Anschlag auf BVB-Bus:"Hecke" und "Frequenz"

Explosionen an BVB-Bus

Drei Bomben explodierten an der Straße vom Hotel zum Stadion, als der Mannschaftsbus von Borussia Dortmund am 11. April vorbeifuhr.

(Foto: Marcel Kusch/dpa)

In der Wohnung des mutmaßlichen BVB-Attentäters finden Ermittler handschriftliche Aufzeichnungen. Vor allem zwei Worte belasten den 28-Jährigen.

Von Hans Leyendecker und Georg Mascolo

Handschriftliche Notizen belasten den nach dem Anschlag auf den Mannschaftsbus von Borussia Dortmund festgenommenen 28-jährigen Deutschrussen Sergej W., der am 11. April das Attentat verübt haben soll. Nach Recherchen von Süddeutscher Zeitung, NDR und WDR haben Ermittler bei der Durchsuchung der Wohnung des in Russland geborenen Mannes einen Collegeblock mit verdächtigen Einträgen in deutscher und russischer Sprache gefunden.

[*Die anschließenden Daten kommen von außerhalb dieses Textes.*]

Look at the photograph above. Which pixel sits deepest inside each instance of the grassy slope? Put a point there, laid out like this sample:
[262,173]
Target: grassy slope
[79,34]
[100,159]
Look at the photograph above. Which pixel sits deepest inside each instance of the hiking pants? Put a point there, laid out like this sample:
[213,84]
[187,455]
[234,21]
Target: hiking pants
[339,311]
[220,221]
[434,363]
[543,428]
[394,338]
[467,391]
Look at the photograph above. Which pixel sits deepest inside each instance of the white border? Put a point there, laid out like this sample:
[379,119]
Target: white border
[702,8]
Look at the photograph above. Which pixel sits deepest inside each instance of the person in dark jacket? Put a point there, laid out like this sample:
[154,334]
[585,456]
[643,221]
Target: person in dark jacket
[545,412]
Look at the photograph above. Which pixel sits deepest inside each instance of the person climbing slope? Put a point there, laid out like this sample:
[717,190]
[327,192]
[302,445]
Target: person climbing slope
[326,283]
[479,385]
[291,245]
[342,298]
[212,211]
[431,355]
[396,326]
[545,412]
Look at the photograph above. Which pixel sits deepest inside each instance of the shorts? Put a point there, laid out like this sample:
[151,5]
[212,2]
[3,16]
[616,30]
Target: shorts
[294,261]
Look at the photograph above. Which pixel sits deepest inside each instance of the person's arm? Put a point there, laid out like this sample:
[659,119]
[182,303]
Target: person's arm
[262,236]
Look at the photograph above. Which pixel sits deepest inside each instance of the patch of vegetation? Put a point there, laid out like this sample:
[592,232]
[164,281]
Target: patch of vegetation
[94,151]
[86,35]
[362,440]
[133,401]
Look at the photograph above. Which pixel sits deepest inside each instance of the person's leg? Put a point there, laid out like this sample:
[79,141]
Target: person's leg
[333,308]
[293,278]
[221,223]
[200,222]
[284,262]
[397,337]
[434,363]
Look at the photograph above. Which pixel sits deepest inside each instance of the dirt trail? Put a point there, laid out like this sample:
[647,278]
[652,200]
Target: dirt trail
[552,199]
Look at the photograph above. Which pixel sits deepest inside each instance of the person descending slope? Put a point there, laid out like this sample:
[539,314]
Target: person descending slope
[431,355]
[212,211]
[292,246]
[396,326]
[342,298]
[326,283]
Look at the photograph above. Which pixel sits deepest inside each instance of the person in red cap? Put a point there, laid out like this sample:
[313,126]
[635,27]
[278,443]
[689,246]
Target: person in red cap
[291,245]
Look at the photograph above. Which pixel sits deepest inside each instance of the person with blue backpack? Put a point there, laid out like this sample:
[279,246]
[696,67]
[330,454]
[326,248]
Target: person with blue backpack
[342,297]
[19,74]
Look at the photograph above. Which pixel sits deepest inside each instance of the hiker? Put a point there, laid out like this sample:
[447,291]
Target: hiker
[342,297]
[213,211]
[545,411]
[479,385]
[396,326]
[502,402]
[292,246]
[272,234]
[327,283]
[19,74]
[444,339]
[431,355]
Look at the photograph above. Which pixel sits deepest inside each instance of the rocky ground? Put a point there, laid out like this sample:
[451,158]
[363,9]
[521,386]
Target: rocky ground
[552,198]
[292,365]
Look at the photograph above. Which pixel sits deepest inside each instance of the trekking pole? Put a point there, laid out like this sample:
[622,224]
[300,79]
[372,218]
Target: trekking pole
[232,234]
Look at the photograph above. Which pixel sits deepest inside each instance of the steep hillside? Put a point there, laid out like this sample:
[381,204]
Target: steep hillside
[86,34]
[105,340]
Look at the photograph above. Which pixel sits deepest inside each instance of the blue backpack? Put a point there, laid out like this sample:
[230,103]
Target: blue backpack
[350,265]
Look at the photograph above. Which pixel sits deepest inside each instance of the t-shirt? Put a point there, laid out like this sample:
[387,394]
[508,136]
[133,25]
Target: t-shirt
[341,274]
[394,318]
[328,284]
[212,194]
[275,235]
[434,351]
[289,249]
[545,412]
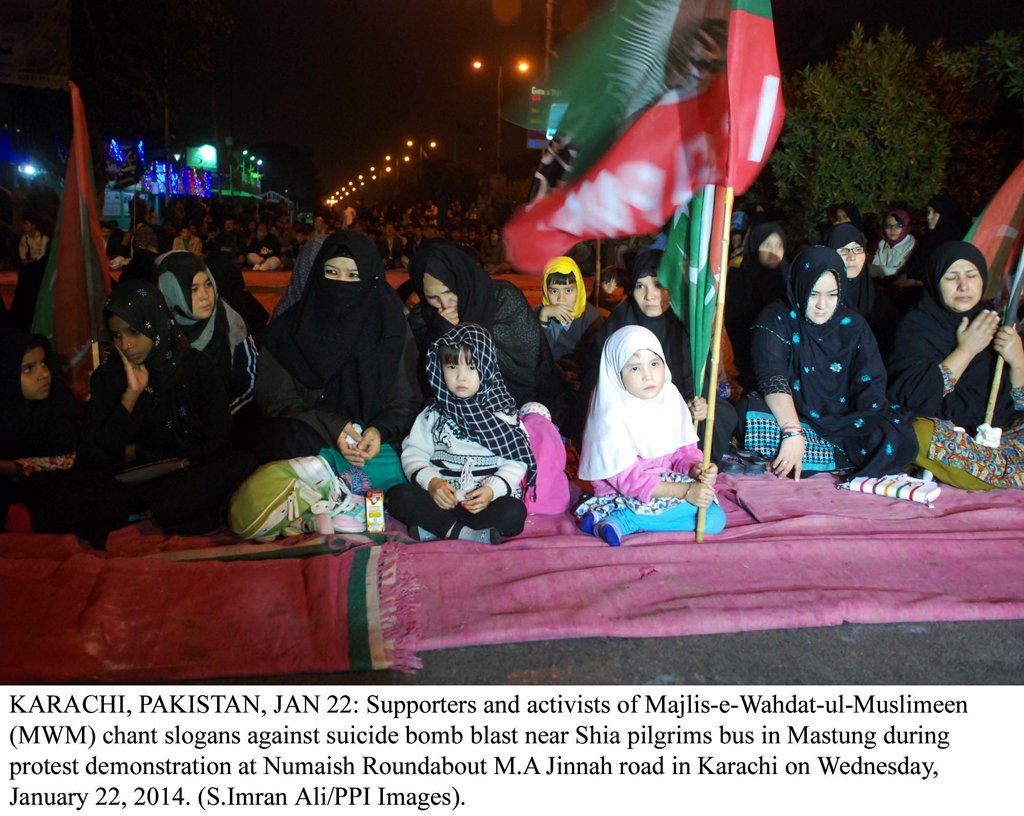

Die Notizen sollen nicht leicht lesbar gewesen sein. Der Verfasser habe "eine Sauklaue", sagt einer der mit dem Fall befassten Ermittler. Ein Gutachter sei aber zu dem Schluss gekommen, dass die Einträge mit sehr hoher Wahrscheinlichkeit von Sergej W. stammen.

Offenbar hatte sich der Verfasser der Einträge früh mit Fragen rund um den BVB beschäftigt. So soll sich in dem Block ein Hinweis finden, den die Fahnder mit einem öffentlichen Training der Mannschaft im März in Dortmund zusammenbringen. Warum soll sich Sergej W. für das Training des BVB interessiert haben? Nicht viel weiter führt dagegen das Wort "Autobahn", das sich in den Eintragungen findet. In und um Dortmund gibt es viele Autobahnen.

Die Eintragungen in dem Block elektrisieren die Fahnder vor allem deshalb, weil sich dort zwei Begriffe finden: "Hecke" und "Frequenz". In einer Hecke, die der Mannschaftsbus von Borussia Dortmund an diesem Apriltag auf dem Weg ins Stadion zum Champions-League-Spiel gegen die AS Monaco passieren musste, hatte der Attentäter drei Sprengsätze platziert, die mit Metallstiften gefüllt waren. Die drei Bomben sollen mit Empfangsmodulen ausgestattet gewesen sein, die vermutlich per Handy gezündet wurden. Bei dem Anschlag waren der BVB-Spieler Marc Bartra und ein Polizist verletzt worden. Das russische Wort für "Hecke" oder "Gebüsch", wie es auch übersetzt wurde, gilt also als verdächtig.

In den Notizen, die Sergej W. zugerechnet werden, finden sich zudem Bemerkungen über den Begriff "Frequenz". Es soll sich dabei um eine Frequenz handeln, die eine gute Verlässlichkeit aus der Ferne haben könnte. Sergej W. ist Elektrotechniker. Er hatte sich im Mannschaftshotel des BVB eingemietet; aus seinem Zimmer heraus konnte er auf die Straße sehen, die das Team auf dem Weg zum Stadion passierte.

Der Verdächtige Sergej W. gilt bei den Ermittlern als harter Brocken

Die handschriftlichen Notizen belasten den Verdächtigen weiter. Erdrückend sind diese neuen Indizien allerdings nicht. Nach wie vor belasten den Deutschrussen vor allem verdächtige Transaktionen an den Börsen, die er gemacht haben soll. Der 28-Jährige soll auf große Kursverluste der Borussia-Dortmund-Aktie gesetzt haben, zu dem es nach dem Anschlag auf die Mannschaft hätte kommen können. Sergej W. soll aus Habgier gehandelt haben.

Bislang hat er sich zu den Vorwürfen nicht im Detail geäußert. Er gilt bei den Ermittlern als harter Brocken. Gegen ihn wird wegen versuchten Mordes, Herbeiführung einer Sprengstoffexplosion und wegen gefährlicher Körperverletzung ermittelt. Gegenüber dem Haftrichter hatte er anfangs knapp bestritten, dass er der Täter gewesen sei.

Ob die Bundesanwaltschaft in Karlsruhe, die den Fall von der Dortmunder Staatsanwaltschaft übernommen hat, das Verfahren behält, ist noch nicht klar. Es gilt nicht als unwahrscheinlich, dass die Karlsruher Ermittler, die für Staatsschutz zuständig sind - was im Fall BVB keine Rolle spielt - den Fall an die örtliche Staatsanwaltschaft abgeben werden.